ディートリッヒ・フィッシャー=ディースカウ

イアン・ボストリッジ

 我ながらそんなに好きな曲だっけ?と思ってしまうのですが、まぁ、聞いちゃったものは仕方ない。

 この曲に行った理由は大体分かっていて、ラ・フォル・ジュルネ絡みであります。つまり、「来年のラ・フォル・ジュルネはバッハだ」というところで、何か聞こうかな、と思って、目についたのがこれだったと。

 ハンス・ホッターは、先年亡くなっていて、その随分前に引退していますが、なかなかに深みのあるいい声の歌手です。とは言うものの、録音がいずれも古い。主にEMIに録音が残っているのですが、1950年代のものが多い。まぁ、1909年生まれということなので、古い録音が多いのはやむを得ないでしょうか。このCDに収録されているバッハのカンタータは1950年、ブラームスの歌曲は1951年と1956年の収録。ホッター40代、声楽家としてはいい時期の録音ということになります。ちょっと古いけど。
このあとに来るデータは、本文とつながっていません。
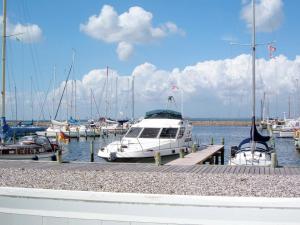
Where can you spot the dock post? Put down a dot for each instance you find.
(194, 149)
(216, 159)
(222, 156)
(14, 137)
(92, 151)
(274, 162)
(59, 155)
(78, 135)
(181, 153)
(157, 158)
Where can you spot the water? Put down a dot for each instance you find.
(286, 152)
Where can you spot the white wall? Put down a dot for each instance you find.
(57, 207)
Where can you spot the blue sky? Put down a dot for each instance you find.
(203, 31)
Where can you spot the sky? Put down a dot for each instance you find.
(169, 48)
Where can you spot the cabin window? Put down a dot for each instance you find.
(168, 133)
(181, 132)
(150, 133)
(133, 132)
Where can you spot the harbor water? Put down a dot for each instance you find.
(203, 135)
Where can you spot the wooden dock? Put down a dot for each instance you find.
(210, 154)
(150, 167)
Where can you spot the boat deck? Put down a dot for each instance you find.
(149, 167)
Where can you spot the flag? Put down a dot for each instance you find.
(174, 87)
(63, 137)
(272, 49)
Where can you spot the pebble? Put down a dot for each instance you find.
(153, 182)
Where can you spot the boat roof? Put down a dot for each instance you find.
(156, 123)
(163, 114)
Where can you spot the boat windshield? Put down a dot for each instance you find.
(133, 132)
(168, 133)
(150, 133)
(181, 132)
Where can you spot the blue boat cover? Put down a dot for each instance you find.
(163, 114)
(257, 136)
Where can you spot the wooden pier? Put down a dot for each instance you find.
(150, 167)
(210, 154)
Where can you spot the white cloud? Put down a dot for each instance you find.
(27, 33)
(124, 50)
(130, 28)
(269, 15)
(212, 86)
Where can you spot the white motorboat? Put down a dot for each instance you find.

 この82番のカンタータ「我満ち足りたり」、今更ですが、意外と録音が多い曲です。バッハのカンタータというと、コラールがあって、というイメージがありますが、この曲の場合はソロ・カンタータ、つまり、独唱のみのカンタータなのです。「カンタータ」を日本語では「交唱曲」だか「交声曲」だかと訳した、という話を聞いたことがありますが、そうすると「ソロ・カンタータ」ってのは.......?何しろ交わす相手の声がいませんしね。
 まぁ、そういうことはともかく、一方ではこのカンタータ、アリア-レチタティーボ-アリア-レチタティーボ-アリア、という5曲構成なのですが、1曲目と3曲目のアリアが秀逸です。この2曲が音楽的に聞かせる曲なのです。しかも全体の演奏時間の8割をこの2曲が占める。勢い、アリアを歌う歌手に目が向くわけです。かくして、この間のボストリッジのようにソロ・カンタータだけ集めた録音や、このCDのようにカップリングがブラームスの歌曲、なんてケースが出て来ます。

 実際、この録音くらいになると、年代の古さも手伝って、あまり管弦楽の方は熱心に聞いていないかも知れません。いや、勿論聞いてはいるけれど、この管弦楽の演奏が特別どうと言うことはない、ということ。オーケストラはフィルハーモニア管と聞いてますが、指揮者は、だぁれ?この人?普通に仕事はしてるね、という感じ。
 要するに、歌手を、ハンス・ホッターを聞いている訳です。録音が古くても、バス・バリトンの声は結構よく聞こえるし。
 ホッターの魅力は、まずは声。先述した通りの深みのある、しかも柔らかい声。決して厚ぼったいと言う感じではない。そして、安定感があるんですね。流石はヴォータン歌いと称されただけのことはあります。
 そして、歌のうまさ。これは、安定感があるという話にも繋がりますが、歌い回しが上手で的確。本当に、この人の歌唱を聞いていると、ああ、この曲ってこういう風に歌われるんだな、というように、知らず知らずの内にスタンダードとして聞いてしまっていたりします。それだけ安定感がある、ということなのでしょう。

 実は、そうこうするうちに、またもう一枚この曲のディスクを発見してしまいました。次回か次々回か、そちらの話も書ければ書こうかと思います。